4. Why might CUD rates rise after legalization?
Because more people disclose cannabis use, clinicians ask more questions, and documentation improves. The rise may reflect visibility, not harm. It’s a case of better lighting—not more dust.
5. Is psychosis rising everywhere cannabis is legal?
Not at all. Countries like Canada, the Netherlands, and Portugal have high cannabis use but stable psychosis rates. If cannabis caused widespread psychosis, we’d see it in global public health data—and we don’t.
6. What does high-potency cannabis do to mental health?

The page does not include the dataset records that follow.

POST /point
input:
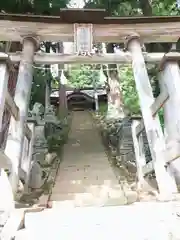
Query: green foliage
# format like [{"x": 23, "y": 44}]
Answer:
[
  {"x": 83, "y": 76},
  {"x": 129, "y": 92},
  {"x": 38, "y": 87}
]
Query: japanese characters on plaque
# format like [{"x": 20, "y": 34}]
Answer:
[{"x": 83, "y": 38}]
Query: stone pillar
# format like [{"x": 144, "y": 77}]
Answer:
[
  {"x": 47, "y": 96},
  {"x": 22, "y": 97},
  {"x": 96, "y": 101},
  {"x": 165, "y": 180},
  {"x": 170, "y": 78},
  {"x": 4, "y": 76}
]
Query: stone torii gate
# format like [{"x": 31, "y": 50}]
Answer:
[{"x": 73, "y": 25}]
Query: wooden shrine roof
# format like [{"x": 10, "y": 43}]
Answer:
[{"x": 105, "y": 29}]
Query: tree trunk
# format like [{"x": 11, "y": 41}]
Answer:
[{"x": 115, "y": 101}]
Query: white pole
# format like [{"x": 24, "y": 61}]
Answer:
[{"x": 22, "y": 97}]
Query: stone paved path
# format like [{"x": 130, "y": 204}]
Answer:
[
  {"x": 86, "y": 180},
  {"x": 85, "y": 176}
]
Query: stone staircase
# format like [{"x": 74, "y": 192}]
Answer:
[
  {"x": 89, "y": 202},
  {"x": 138, "y": 221}
]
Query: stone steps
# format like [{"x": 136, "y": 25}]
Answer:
[{"x": 140, "y": 221}]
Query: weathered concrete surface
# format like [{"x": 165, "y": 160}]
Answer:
[
  {"x": 138, "y": 221},
  {"x": 85, "y": 177}
]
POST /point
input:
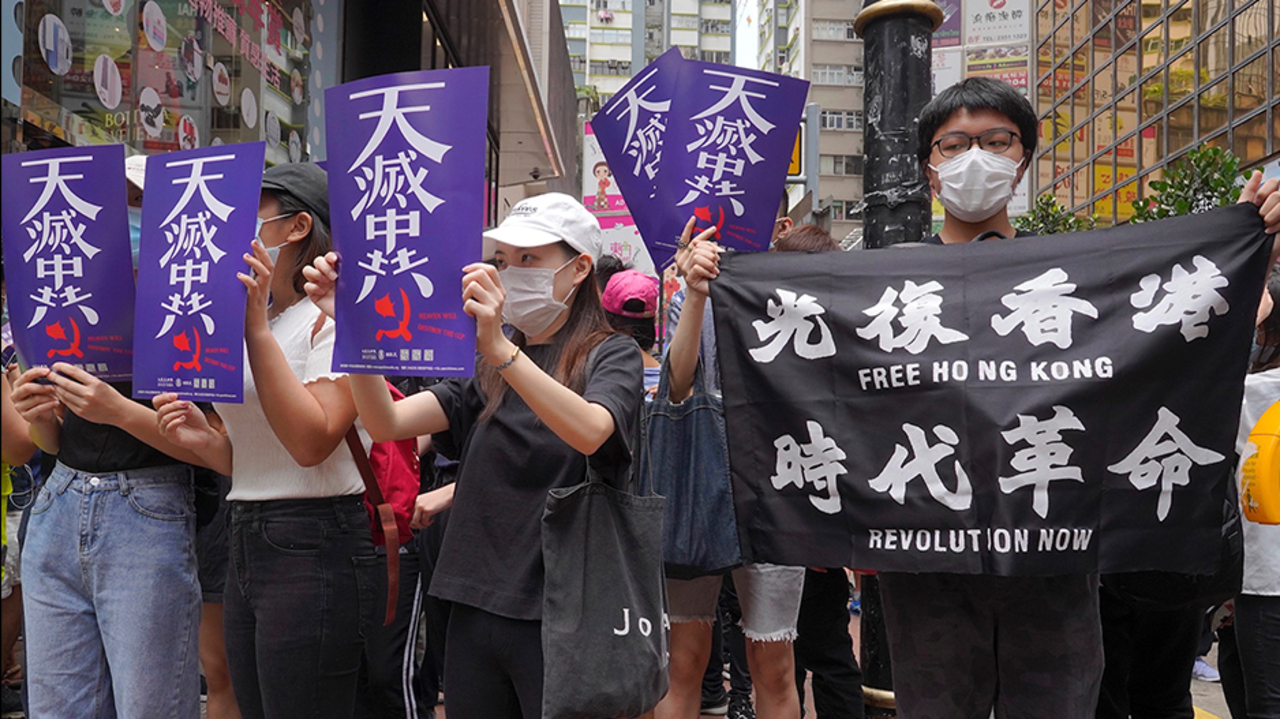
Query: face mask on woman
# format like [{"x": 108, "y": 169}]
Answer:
[
  {"x": 976, "y": 184},
  {"x": 531, "y": 305}
]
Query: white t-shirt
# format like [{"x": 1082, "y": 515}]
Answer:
[
  {"x": 1261, "y": 541},
  {"x": 261, "y": 467}
]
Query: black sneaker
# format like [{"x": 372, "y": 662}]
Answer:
[
  {"x": 740, "y": 708},
  {"x": 712, "y": 708}
]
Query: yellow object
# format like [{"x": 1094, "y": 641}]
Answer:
[{"x": 1260, "y": 480}]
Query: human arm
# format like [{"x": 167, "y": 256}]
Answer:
[
  {"x": 37, "y": 403},
  {"x": 95, "y": 401},
  {"x": 182, "y": 424},
  {"x": 1266, "y": 197},
  {"x": 429, "y": 504},
  {"x": 17, "y": 445},
  {"x": 310, "y": 418},
  {"x": 583, "y": 425},
  {"x": 699, "y": 264}
]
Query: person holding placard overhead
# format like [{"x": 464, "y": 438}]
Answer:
[
  {"x": 562, "y": 392},
  {"x": 300, "y": 582}
]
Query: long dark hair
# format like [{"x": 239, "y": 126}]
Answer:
[
  {"x": 585, "y": 328},
  {"x": 1269, "y": 331}
]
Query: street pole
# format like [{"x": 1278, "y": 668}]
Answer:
[
  {"x": 897, "y": 83},
  {"x": 896, "y": 39}
]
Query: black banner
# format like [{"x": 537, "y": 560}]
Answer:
[{"x": 1029, "y": 406}]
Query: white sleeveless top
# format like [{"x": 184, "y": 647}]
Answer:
[{"x": 261, "y": 467}]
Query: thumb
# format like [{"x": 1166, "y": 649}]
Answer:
[{"x": 1249, "y": 192}]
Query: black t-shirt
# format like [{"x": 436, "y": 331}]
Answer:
[
  {"x": 937, "y": 238},
  {"x": 492, "y": 557},
  {"x": 95, "y": 448}
]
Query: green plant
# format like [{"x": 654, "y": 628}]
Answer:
[
  {"x": 1048, "y": 216},
  {"x": 1201, "y": 181}
]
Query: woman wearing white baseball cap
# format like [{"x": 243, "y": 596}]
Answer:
[{"x": 528, "y": 422}]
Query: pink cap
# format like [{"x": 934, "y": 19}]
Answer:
[{"x": 631, "y": 293}]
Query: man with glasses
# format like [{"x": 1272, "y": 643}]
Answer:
[{"x": 964, "y": 645}]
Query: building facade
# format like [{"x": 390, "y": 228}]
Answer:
[
  {"x": 612, "y": 40},
  {"x": 814, "y": 40},
  {"x": 1127, "y": 87},
  {"x": 170, "y": 74}
]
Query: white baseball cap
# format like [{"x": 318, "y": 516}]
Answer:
[
  {"x": 136, "y": 169},
  {"x": 547, "y": 219}
]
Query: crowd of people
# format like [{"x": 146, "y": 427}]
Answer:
[{"x": 170, "y": 544}]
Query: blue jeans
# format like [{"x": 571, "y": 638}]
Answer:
[
  {"x": 297, "y": 604},
  {"x": 110, "y": 598}
]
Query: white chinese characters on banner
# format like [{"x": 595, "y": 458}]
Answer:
[
  {"x": 393, "y": 188},
  {"x": 919, "y": 316},
  {"x": 795, "y": 319},
  {"x": 58, "y": 242},
  {"x": 1165, "y": 457},
  {"x": 1046, "y": 457},
  {"x": 190, "y": 230},
  {"x": 816, "y": 462},
  {"x": 924, "y": 466},
  {"x": 726, "y": 131},
  {"x": 1043, "y": 307},
  {"x": 1188, "y": 301}
]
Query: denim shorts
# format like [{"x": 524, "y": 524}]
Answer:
[{"x": 769, "y": 596}]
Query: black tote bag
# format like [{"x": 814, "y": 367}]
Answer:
[{"x": 604, "y": 609}]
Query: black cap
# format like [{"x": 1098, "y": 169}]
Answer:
[{"x": 305, "y": 181}]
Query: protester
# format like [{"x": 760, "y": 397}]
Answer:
[
  {"x": 964, "y": 644},
  {"x": 769, "y": 595},
  {"x": 110, "y": 631},
  {"x": 630, "y": 302},
  {"x": 17, "y": 449},
  {"x": 302, "y": 566},
  {"x": 576, "y": 394},
  {"x": 1249, "y": 646}
]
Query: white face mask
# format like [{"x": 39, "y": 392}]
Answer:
[
  {"x": 531, "y": 305},
  {"x": 273, "y": 252},
  {"x": 976, "y": 184}
]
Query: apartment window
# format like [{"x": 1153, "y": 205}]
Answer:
[
  {"x": 611, "y": 36},
  {"x": 841, "y": 119},
  {"x": 837, "y": 74},
  {"x": 833, "y": 30},
  {"x": 611, "y": 68},
  {"x": 840, "y": 164}
]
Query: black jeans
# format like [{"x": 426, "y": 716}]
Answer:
[
  {"x": 1148, "y": 660},
  {"x": 298, "y": 600},
  {"x": 493, "y": 665},
  {"x": 727, "y": 635},
  {"x": 388, "y": 677},
  {"x": 1249, "y": 658},
  {"x": 824, "y": 647}
]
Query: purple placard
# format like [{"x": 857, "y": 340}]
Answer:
[
  {"x": 951, "y": 30},
  {"x": 67, "y": 252},
  {"x": 731, "y": 132},
  {"x": 406, "y": 193},
  {"x": 630, "y": 129},
  {"x": 199, "y": 219}
]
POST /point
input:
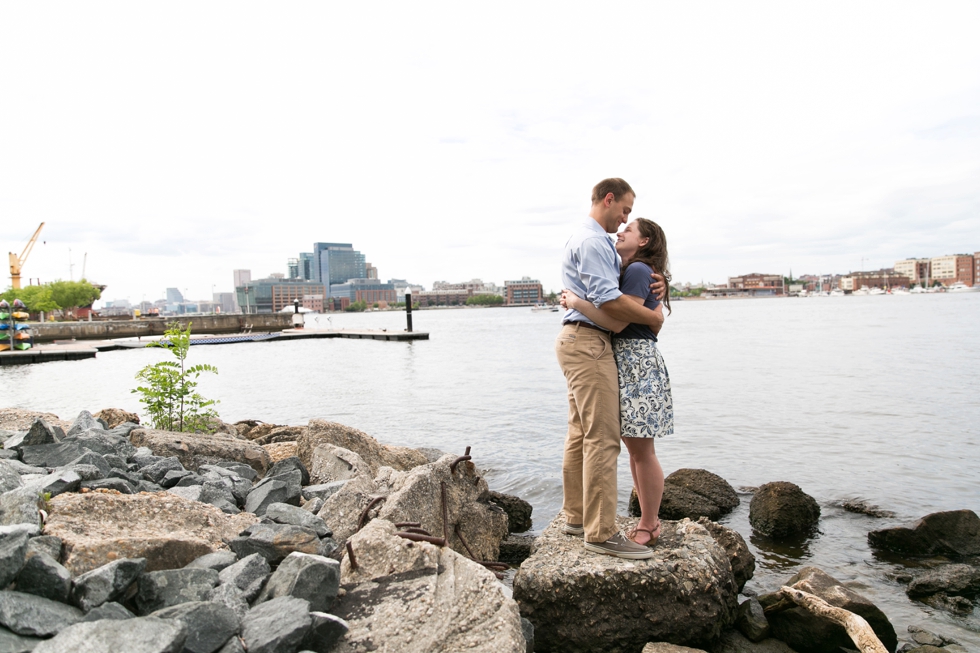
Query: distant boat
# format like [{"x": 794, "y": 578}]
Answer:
[{"x": 959, "y": 286}]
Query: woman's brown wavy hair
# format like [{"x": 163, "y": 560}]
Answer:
[{"x": 654, "y": 253}]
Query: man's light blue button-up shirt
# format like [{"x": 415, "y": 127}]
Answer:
[{"x": 590, "y": 268}]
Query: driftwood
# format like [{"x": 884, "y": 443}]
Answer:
[{"x": 857, "y": 628}]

Very high doses of THC may destabilize mood, anxiety, or cognition in certain users, especially when unbalanced by CBD. But dose, context, and user history all matter. It’s not poison—it’s pharmacology.
7. Why is CUD a controversial diagnosis?
Because it’s often applied based on frequency, not dysfunction. Daily medical users with no impairment can still get slapped with a “disorder” label. That’s not science—it’s stigma with a clipboard. It’s controversial because it stems from a long history of unscientific judgement about cannabis – that is difficult to reconcile with modern thought and logic.
Increased access, yes—but also undiagnosed mental illness, trauma, poverty, and isolation. Cannabis might be the tool people are reaching for, not the problem causing the crisis. Blame the gaps, not the green.
9. What should smart cannabis policy focus on?
Education, safe product access, early risk screening, and guidance—not prohibition. Cannabis isn’t going away. What matters is how we use it, talk about it, and care for people who use it.
10. How can clinicians talk about cannabis with patients?
With curiosity, not judgment. Ask what it helps with, what they’ve noticed, and what they wish they understood better. It’s not about scolding—it’s about support.